The £40,000 prize, awarded every two years in recognition of a living writer’s lifetime achievement in literature, has been described as the “UK and Ireland Nobel in literature”.
She was described as “one of the greatest writers of the twentieth century… who has broken down social and sexual barriers for women in Ireland and beyond and moved mountains both politically and lyrically through her writing”.
Born and raised in a small village in County Clare, her first and highly successful novel, The Country Girls, was banned and even incurred a burning in the grounds of her local chapel when it was first published in 1960. Since then she has written over 20 novels, over five works of drama and four works of non-fiction including her memoir, Country Girl.
“Brilliant consistency, literary skill, courage”
She was nominated and selected by a panel of judges under the chair Mark Lawson, who said of the author: “Edna O’Brien has achieved a rare arc of brilliant consistency, her literary skill, courage, and impact as apparent in a novel published as recently as September as in her first book, which appeared 60 years ago.”
Girl, her 24th work of fiction, was published to acclaim this year, and here is the IMAGE review, printed in the October issue of IMAGE Magazine:
For Edna O’Brien’s Girl (Faber & Faber, approx €14.99), the author embarked on what she described as exhausting and sometimes fearsome journeys to Nigeria in order to adequately and truthfully portray the harrowing ordeal of young women abducted and subjected to the sadistic savagery of Boko Haram. To the jihadists who control this reign of terror, they are victims, but Maryam and the other women only fight. To hold onto themselves, to find a way home.

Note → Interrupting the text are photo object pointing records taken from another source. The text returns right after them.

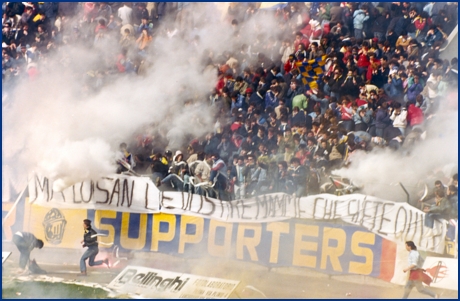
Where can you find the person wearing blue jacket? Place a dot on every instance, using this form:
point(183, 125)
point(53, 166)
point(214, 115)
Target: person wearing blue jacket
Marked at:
point(359, 17)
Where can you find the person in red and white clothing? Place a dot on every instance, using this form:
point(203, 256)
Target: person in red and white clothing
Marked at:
point(417, 275)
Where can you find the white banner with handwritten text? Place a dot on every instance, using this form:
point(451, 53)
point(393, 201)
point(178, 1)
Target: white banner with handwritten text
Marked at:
point(395, 221)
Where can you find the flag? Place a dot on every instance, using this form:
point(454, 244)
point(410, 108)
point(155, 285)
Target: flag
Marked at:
point(312, 71)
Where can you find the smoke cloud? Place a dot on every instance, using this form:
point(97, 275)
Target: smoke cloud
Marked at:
point(55, 127)
point(435, 158)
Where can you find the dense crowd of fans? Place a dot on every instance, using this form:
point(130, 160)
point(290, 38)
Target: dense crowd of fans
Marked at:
point(381, 83)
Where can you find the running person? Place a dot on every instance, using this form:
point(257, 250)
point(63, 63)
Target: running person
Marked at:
point(90, 241)
point(417, 275)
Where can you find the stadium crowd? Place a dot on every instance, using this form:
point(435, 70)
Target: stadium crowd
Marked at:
point(278, 128)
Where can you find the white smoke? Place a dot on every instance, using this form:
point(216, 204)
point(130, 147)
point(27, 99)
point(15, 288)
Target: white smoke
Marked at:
point(436, 157)
point(54, 127)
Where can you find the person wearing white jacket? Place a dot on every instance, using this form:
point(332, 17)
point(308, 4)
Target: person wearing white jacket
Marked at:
point(399, 118)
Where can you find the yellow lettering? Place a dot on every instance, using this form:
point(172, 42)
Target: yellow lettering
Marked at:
point(333, 252)
point(249, 242)
point(158, 236)
point(190, 238)
point(276, 229)
point(298, 259)
point(360, 237)
point(133, 243)
point(213, 248)
point(8, 223)
point(110, 238)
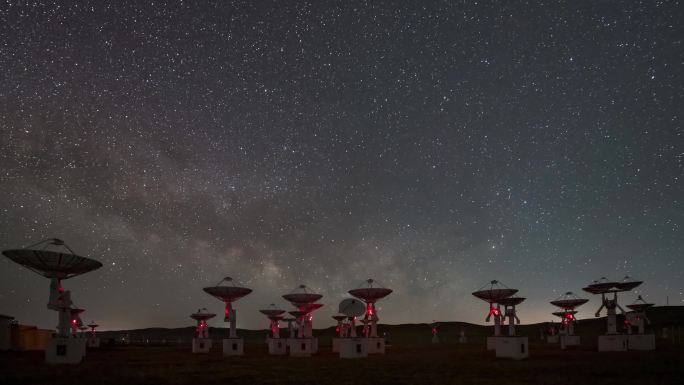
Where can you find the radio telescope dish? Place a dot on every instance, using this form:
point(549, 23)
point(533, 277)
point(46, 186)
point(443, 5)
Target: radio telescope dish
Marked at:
point(54, 259)
point(494, 291)
point(229, 292)
point(370, 294)
point(352, 307)
point(301, 296)
point(52, 263)
point(297, 313)
point(564, 314)
point(640, 305)
point(311, 307)
point(569, 301)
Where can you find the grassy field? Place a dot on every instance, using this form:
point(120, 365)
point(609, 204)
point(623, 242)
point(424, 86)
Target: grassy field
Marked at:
point(426, 364)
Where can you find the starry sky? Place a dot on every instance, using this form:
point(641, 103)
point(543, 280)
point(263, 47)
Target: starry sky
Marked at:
point(431, 145)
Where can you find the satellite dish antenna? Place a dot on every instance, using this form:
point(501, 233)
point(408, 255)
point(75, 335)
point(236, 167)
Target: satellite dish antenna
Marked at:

Taken from school when she was only a girl, her capture marks the end of any childhood innocence. This story is haunting and unflinching: one of abduction, rape and imprisonment recounted with raw detail by our Nigerian narrator. Maryam’s matter-of-factness in describing such brutal acts is heartbreaking, using her carefully hidden diary as a tool for survival; to write as a will to keep going, to never let them win. O’Brien enters new territory with this story, which is based loosely on the schoolgirl abductions of the Nigerian town of Chibok in April 2014, and the result is immensely powerful. Even in darkness, it is tinged with hope. A must-read.